Sendo único, transcendente e indivisível, o ser ou essência (`ousia') da Divindade não pode ser compartilhado ou comunicado, pois Deus conceder Sua Substância a algum outro ser, não importa quão elevado, significaria ser Ele divisível e sujeito à mudança, o que é inconcebível. Além disso, se qualquer outro ser participasse da natureza divina em um sentido próprio, haveria uma dualidade de seres divinos, enquanto que a divindade é, por definição, única.

3.

A doutrina do Arianismo. II. A natureza do Verbo.

Como o mundo contingente não podia suportar o impacto direto da ação do Pai, este usou o Filho ou Verbo como um seu órgão de criação e atividade cósmica.
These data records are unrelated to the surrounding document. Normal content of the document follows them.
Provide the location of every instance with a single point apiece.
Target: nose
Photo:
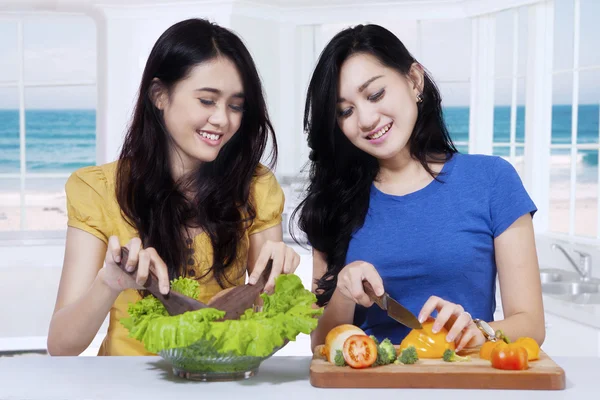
(219, 117)
(367, 120)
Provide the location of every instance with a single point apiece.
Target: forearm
(523, 324)
(73, 327)
(339, 310)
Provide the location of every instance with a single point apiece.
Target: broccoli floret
(339, 359)
(386, 352)
(451, 356)
(408, 356)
Em relação à natureza deste Verbo, Ário colocou o seguinte:

A.

O Verbo é uma criatura.

B.

Como criatura, o Verbo teve um início.

De fato, acerca do Verbo Ário afirmou que

"embora nascido fora do tempo,
antes de sua geração Ele não existia".

A posição segundo a qual o Verbo seria co-eterno com o Pai parecia para Ário que implicaria na existência de

"dois princípios auto existentes",

o que significaria a destruição do monoteísmo.

C.

O Filho não tem comunhão nem conhecimento direto de seu Pai.

Embora o Filho seja o Verbo e a Sabedoria de Deus, Ele é distinto daquele Verbo e daquela Sabedoria que pertencem à própria essência de Deus. O Filho é uma criatura pura e simples, e somente possui estes títulos porque Ele participa no Verbo e Sabedoria essenciais.

D.

O Filho é sujeito à mudança e até ao pecado.

Um dos arianos, em uma conferência, surpreendido por uma questão súbita, admitiu que o Filho poderia ter caído como o demônio caíu, e isto era o que eles em seus corações acreditavam. Sua doutrina oficial, entretanto, foi uma modificação desta afirmação no sentido de que, enquanto a natureza do Filho em princípio estaria sujeita ao pecado, Deus em sua previdência previu que Ele permaneceria virtuoso por sua própria e firme resolução.

Referências:
Santo Atanásio : Contra Arianos 2,24; 1,5; 2,37;
Idem : De Decret. 8;
Idem : Epistola ad Alex. in op. De Synodis.
Alexandre : Epistola Encyc. 10.

4.

Em que sentido o Verbo pode ser chamado Deus ou Filho de Deus.

Perante estas colocações, poderia perguntar-se em que sentido, segundo os Arianos, o Verbo poderia ser chamado Deus, ou mesmo Filho de Deus.

Suas respostas seriam que estes, de fato, seriam apenas títulos de cortesia.